Ebu Ubeyd dedi ki: “Zımmet ehli de aynı şekildedir. Onlar olmaksızın cihad edilir. Esirleri kurtarılır. Kurtarıldıklarında hür kişiler olarak zımmetlerine ve ahidlerine dönerler. Bu hususta bir takım Hadisler vardır.”

Amru b. Meymûn’dan, o da Ömer b. el’Hattab’dan, ölümü esnasındaki vasiyetinde şöyle dediğini rivayet etmiştir: “Benden sonraki halifeye şunu tavsiye ediyorum: ... Ona, Allah’ın zımmetini ve Rasulünün zımmetini hayır olarak tavsiye ediyorum. Onları savunsun, onlara kaldıramayacakları yükümlülük yüklemesin.”

- Zımmiler, üzerinde bulundukları inanç ve ibadetlerini terk etmeye zorlanmazlar. Bunun delili de Rasul (u)’in şu sözüdür: “Yahudi ve hıristiyan olan kimse, dininde fitneye düşürülmez.” Yani dinini terk etmeye zorlanmaz. Bilakis o dini üzere terk edilir. Onun dini üzere terk edilmesinin manası, onun inancı ve ibadetleri üzere terk edilmesidir. Bu, Kitap ehline has değildir. Bilakis diğer din mensupları da bu konuda onlara kıyas edilirler. Bunun delili de Rasulullah (u)’in mecusisler hakkındaki şu sözüdür: “Onlara Kitap ehlinin sünnetini/onlara yapılan uygulamayı uygulayın.” Diğer müşrikler de mecusiler gibidirler.

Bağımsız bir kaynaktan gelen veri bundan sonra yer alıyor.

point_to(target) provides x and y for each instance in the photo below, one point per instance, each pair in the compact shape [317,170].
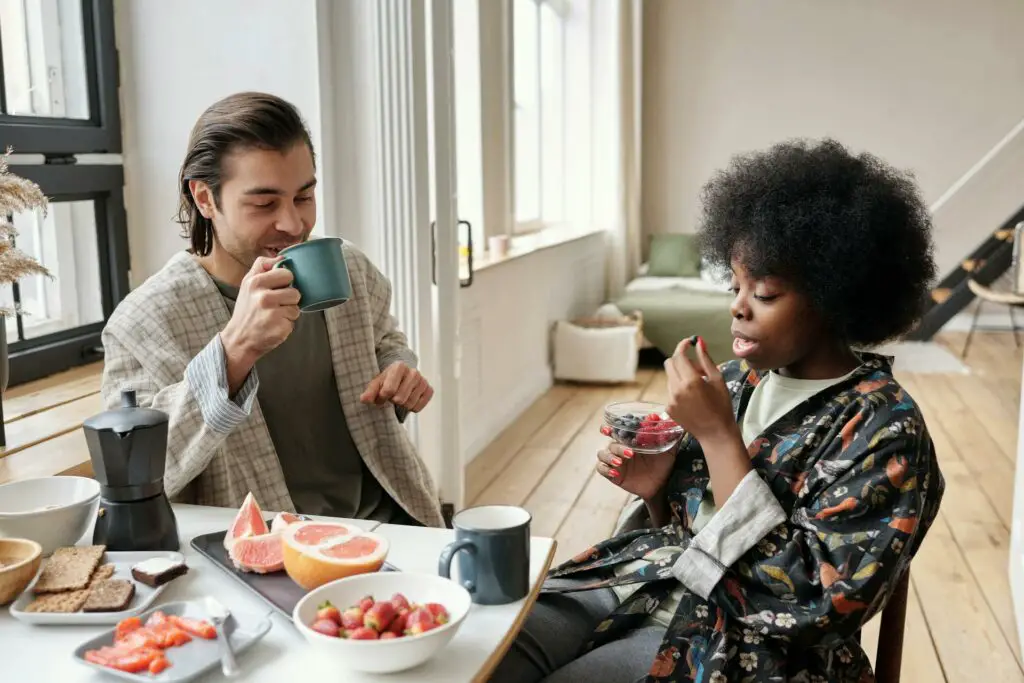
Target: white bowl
[384,656]
[52,511]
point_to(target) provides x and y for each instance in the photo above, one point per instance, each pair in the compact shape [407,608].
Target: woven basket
[19,559]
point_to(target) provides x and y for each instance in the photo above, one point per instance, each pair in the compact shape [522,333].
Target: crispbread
[102,572]
[67,602]
[112,595]
[69,569]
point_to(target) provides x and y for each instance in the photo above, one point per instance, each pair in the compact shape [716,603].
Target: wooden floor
[961,624]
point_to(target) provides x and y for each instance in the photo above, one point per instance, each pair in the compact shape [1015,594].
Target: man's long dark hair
[245,120]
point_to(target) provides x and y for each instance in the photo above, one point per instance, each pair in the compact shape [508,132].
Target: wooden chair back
[889,656]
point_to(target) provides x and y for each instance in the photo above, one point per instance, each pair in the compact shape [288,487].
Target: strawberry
[419,621]
[439,612]
[399,601]
[327,610]
[379,616]
[397,625]
[351,619]
[364,634]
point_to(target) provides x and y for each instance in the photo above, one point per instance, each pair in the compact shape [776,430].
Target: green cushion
[674,255]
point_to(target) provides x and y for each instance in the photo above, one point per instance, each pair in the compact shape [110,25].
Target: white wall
[232,45]
[928,85]
[507,316]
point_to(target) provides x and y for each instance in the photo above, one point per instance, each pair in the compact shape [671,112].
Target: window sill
[524,245]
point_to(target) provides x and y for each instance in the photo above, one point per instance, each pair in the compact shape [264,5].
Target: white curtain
[617,121]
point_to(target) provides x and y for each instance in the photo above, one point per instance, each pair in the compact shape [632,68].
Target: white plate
[123,562]
[193,658]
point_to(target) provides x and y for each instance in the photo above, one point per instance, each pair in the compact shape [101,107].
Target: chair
[889,656]
[984,294]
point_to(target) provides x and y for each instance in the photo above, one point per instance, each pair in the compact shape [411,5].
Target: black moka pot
[128,449]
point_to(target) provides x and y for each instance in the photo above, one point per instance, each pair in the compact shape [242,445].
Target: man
[302,410]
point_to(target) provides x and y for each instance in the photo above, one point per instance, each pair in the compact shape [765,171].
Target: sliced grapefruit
[283,519]
[316,553]
[248,522]
[261,554]
[314,534]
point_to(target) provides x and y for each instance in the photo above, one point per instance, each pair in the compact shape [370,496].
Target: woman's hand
[698,399]
[700,402]
[643,475]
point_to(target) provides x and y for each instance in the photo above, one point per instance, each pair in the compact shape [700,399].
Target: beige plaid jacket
[163,342]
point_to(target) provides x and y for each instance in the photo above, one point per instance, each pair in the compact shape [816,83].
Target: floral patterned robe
[855,471]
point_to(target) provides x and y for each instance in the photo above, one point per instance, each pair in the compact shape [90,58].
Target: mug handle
[444,561]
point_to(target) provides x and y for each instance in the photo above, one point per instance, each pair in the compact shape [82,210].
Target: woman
[806,480]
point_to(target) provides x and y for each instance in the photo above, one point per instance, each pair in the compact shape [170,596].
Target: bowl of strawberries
[642,426]
[382,623]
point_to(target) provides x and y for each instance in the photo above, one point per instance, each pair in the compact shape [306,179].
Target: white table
[43,652]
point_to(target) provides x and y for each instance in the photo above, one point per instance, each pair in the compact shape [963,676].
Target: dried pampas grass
[16,195]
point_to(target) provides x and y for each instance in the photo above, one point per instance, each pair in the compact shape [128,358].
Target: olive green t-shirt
[298,394]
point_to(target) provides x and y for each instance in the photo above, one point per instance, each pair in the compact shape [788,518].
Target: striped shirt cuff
[207,377]
[750,514]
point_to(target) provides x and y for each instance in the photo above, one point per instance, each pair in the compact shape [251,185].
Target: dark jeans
[555,631]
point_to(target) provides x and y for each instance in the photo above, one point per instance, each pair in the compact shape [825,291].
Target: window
[58,98]
[539,119]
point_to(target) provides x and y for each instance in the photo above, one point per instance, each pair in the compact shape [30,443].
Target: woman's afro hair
[849,230]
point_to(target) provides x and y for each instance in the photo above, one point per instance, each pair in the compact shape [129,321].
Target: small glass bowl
[642,426]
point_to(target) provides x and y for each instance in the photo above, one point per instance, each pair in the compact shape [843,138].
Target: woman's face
[773,325]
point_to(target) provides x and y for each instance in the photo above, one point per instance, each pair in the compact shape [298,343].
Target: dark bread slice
[112,595]
[155,573]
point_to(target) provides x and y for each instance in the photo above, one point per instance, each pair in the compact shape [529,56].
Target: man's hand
[264,316]
[400,385]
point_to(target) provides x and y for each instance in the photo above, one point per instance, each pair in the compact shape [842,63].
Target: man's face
[266,203]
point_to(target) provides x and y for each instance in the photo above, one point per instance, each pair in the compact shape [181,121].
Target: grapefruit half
[283,519]
[261,554]
[248,522]
[316,553]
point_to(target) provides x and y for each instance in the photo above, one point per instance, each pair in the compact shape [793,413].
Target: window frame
[562,9]
[61,177]
[61,136]
[102,183]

- Zımmilerin kestiklerinin yenilmesi ve kadınları ile evlenilmesi hususuna gelince, bakılır: Kitap ehlinden iseler yani yahudi veya hıristiyan iseler, müslümanlara onların kestikleri yemeleri ve kadınlarıyla evlenmeleri caiz olur. Bunun delili Allahu Teâlâ’nın şu sözüdür:

وَطَعَامُ الَّذِينَ أُوتُوا الْكِتَابَ حِلٌّ لَكُمْ وَطَعَامُكُمْ حِلٌّ لَهُمْ وَالْمُحْصَنَاتُ مِنْ الْمُؤْمِنَاتِ وَالْمُحْصَنَاتُ مِنْ الَّذِينَ أُوتُوا الْكِتَابَ مِنْ قَبْلِكُمْ “Kendilerine Kitap verilenlerin yiyeceği size helaldir, sizin yiyeceğiniz de onlara helaldir. Mü’min kadınlardan iffetli olanlar ile daha önce kendilerine Kitap verilenlerden iffetli kadınlar da ... size helaldir.”[6]

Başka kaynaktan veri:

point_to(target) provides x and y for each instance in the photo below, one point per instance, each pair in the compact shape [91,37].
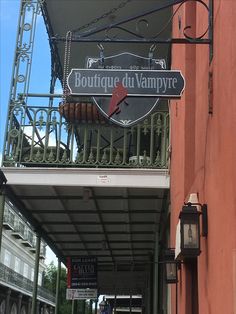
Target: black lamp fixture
[102,305]
[171,266]
[190,229]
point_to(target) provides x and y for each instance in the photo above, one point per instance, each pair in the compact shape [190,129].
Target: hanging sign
[126,87]
[82,272]
[148,83]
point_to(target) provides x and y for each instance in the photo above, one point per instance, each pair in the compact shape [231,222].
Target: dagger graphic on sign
[119,93]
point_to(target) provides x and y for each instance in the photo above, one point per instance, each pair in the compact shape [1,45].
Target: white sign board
[81,294]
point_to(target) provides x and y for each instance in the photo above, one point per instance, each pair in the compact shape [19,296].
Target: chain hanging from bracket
[66,65]
[103,16]
[68,41]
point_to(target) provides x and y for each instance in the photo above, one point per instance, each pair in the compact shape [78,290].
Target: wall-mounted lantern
[189,227]
[171,265]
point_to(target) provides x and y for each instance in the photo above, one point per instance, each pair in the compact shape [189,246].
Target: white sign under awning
[81,294]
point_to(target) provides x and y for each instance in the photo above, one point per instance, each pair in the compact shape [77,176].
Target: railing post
[2,205]
[36,271]
[8,296]
[155,275]
[58,286]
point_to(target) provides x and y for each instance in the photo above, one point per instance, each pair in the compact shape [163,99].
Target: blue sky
[9,11]
[40,73]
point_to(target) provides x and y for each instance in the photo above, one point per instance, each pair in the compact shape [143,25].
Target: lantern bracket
[204,214]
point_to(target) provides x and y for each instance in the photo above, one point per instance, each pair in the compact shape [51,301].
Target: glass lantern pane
[171,271]
[191,236]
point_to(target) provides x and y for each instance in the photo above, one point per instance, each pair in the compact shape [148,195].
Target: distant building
[17,262]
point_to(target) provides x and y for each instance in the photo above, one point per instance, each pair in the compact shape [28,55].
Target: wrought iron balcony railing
[14,279]
[42,137]
[8,219]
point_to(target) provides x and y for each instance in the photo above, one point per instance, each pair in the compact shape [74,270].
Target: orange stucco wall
[203,158]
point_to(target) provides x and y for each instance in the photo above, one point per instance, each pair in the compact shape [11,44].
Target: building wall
[204,154]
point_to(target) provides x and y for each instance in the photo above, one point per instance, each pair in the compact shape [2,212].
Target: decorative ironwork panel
[42,137]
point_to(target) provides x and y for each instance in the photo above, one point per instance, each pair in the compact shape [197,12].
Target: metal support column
[91,307]
[155,275]
[96,307]
[58,286]
[36,272]
[8,297]
[2,204]
[73,307]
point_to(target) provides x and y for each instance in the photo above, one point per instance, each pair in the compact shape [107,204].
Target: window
[32,274]
[40,279]
[17,265]
[26,270]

Ehli Kitaptan olmayan zımmilerin kestiklerini yemek ve kadınları ile evlenmek caiz değildir. Bunun delili ise, Rasul (u)’in Hice mecusileri hakkındaki şu sözüdür: “Ona ait kesilmiş hayvan yenilmez ve kadın nikahlanmaz.”

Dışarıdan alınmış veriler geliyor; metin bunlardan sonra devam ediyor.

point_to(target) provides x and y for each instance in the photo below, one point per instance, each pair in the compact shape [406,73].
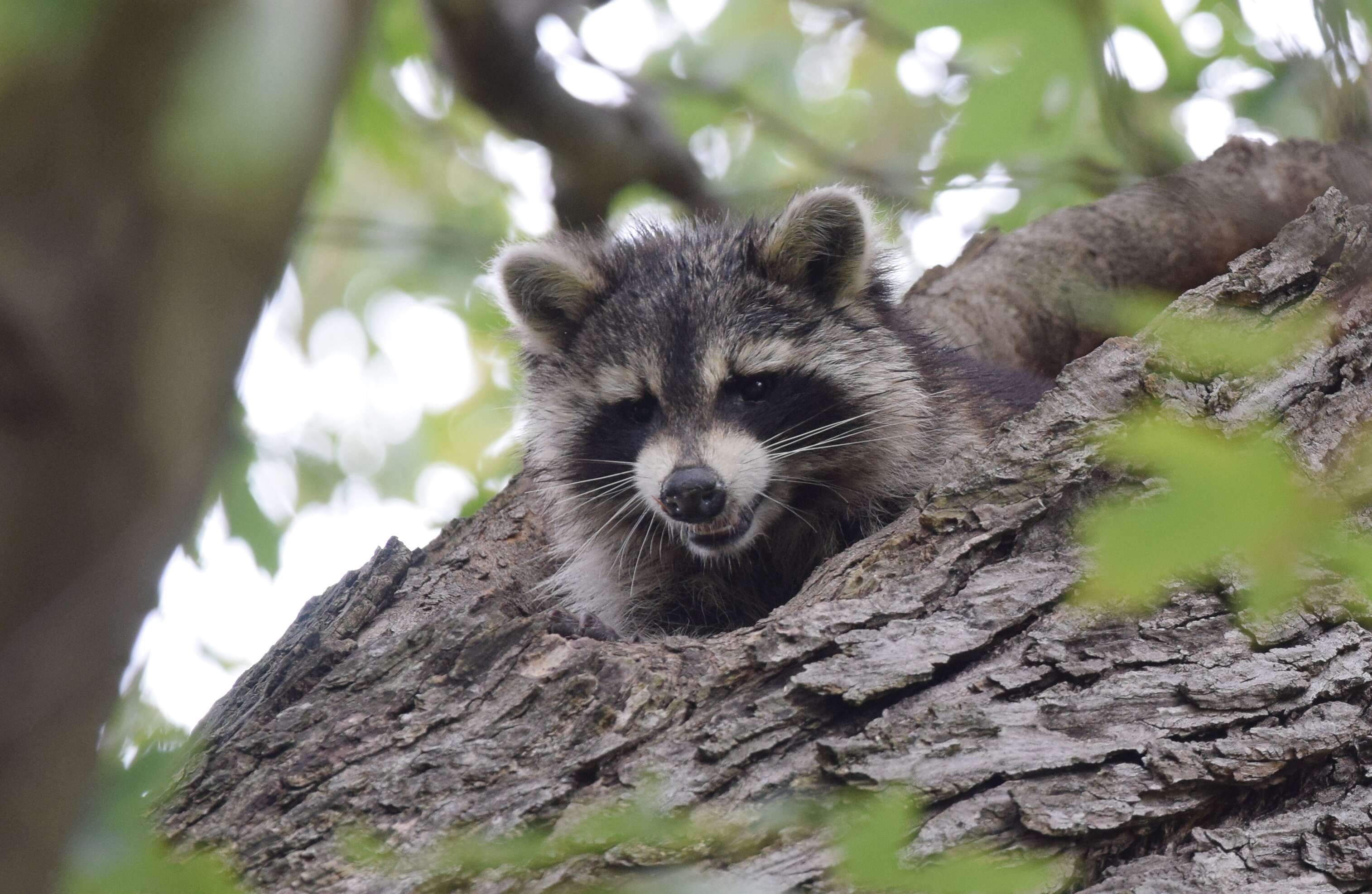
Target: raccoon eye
[751,389]
[638,412]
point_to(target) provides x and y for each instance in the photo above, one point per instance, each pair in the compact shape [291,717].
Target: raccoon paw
[581,625]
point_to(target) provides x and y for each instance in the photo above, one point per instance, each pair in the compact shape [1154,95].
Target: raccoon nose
[693,495]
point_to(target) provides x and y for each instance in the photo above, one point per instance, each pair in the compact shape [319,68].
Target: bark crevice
[1191,748]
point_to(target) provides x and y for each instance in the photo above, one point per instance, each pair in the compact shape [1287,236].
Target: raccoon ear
[545,290]
[825,242]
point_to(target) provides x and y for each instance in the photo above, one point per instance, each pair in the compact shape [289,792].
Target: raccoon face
[714,387]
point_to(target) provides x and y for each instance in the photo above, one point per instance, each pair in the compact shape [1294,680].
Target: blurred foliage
[116,851]
[1222,506]
[418,191]
[869,829]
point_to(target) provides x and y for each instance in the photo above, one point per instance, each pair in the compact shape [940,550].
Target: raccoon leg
[581,625]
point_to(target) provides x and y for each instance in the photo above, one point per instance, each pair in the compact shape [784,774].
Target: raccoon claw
[581,625]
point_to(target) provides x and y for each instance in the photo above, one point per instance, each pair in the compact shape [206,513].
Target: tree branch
[1040,297]
[416,697]
[132,269]
[490,51]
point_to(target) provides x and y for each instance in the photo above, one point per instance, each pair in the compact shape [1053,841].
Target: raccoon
[715,408]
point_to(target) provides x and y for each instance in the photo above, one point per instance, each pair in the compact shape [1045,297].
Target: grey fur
[644,354]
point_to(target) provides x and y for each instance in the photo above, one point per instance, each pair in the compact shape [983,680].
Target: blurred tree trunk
[1190,749]
[153,162]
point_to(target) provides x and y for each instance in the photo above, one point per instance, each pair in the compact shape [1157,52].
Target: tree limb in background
[490,50]
[415,697]
[151,170]
[1005,303]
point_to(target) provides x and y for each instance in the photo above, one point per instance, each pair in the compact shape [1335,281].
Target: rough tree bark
[139,238]
[1186,750]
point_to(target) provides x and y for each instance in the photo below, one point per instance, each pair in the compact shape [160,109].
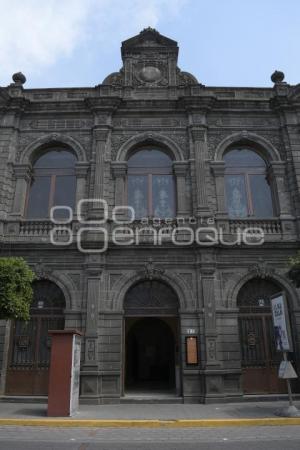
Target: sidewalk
[155,415]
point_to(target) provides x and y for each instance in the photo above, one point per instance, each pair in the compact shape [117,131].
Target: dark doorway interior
[150,355]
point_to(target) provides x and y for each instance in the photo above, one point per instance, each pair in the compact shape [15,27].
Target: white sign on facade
[286,370]
[281,323]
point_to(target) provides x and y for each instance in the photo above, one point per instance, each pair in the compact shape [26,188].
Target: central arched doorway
[151,363]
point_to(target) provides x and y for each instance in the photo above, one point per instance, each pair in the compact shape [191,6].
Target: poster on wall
[281,323]
[191,344]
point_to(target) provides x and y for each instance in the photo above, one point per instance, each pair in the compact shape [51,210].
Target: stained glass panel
[38,203]
[236,196]
[261,196]
[163,196]
[137,195]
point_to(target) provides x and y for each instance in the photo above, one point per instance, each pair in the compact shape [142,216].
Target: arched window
[248,190]
[150,186]
[53,183]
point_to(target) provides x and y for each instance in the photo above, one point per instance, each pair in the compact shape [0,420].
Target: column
[180,171]
[81,170]
[22,173]
[207,276]
[288,224]
[100,141]
[218,169]
[119,171]
[278,174]
[200,146]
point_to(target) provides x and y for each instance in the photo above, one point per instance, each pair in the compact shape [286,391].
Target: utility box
[64,374]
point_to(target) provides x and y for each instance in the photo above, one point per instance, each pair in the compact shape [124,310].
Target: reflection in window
[248,190]
[150,185]
[53,184]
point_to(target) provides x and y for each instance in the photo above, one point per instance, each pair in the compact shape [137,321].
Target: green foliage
[16,292]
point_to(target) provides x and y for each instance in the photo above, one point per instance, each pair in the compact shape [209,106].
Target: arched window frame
[148,173]
[247,172]
[23,173]
[52,174]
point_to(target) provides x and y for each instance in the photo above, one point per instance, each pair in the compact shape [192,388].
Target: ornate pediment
[148,38]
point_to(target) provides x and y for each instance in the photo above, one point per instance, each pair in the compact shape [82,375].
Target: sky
[66,43]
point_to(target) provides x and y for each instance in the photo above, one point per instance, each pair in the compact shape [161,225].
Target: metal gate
[260,360]
[30,344]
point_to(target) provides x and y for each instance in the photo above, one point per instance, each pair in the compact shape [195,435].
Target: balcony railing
[269,226]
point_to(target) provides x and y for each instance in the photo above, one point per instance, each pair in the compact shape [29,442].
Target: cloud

Kafirlerin müslümanların kadınları ile evlenmesine gelince; bu kesinlikle caiz değildir. İster Kitap ehlinden olsun ister başkasından olsun, müslüman bir kadının bir kafirle evlenmesi kesinlikle haramdır. Bunun delili de Allahu Teâlâ’nın şu sözüdür:

فَإِنْ عَلِمْتُمُوهُنَّ مُؤْمِنَاتٍ فَلا تَرْجِعُوهُنَّ إِلَى الْكُفَّارِ لا هُنَّ حِلٌّ لَهُمْ وَلا هُمْ يَحِلُّونَ “Eğer siz de onların inanmış kadınlar olduklarını öğrenirseniz onları kafirlere geri göndermeyin. Bunlar onlara helal değildirler. Onlar da bunlara helal olmazlar.”[7]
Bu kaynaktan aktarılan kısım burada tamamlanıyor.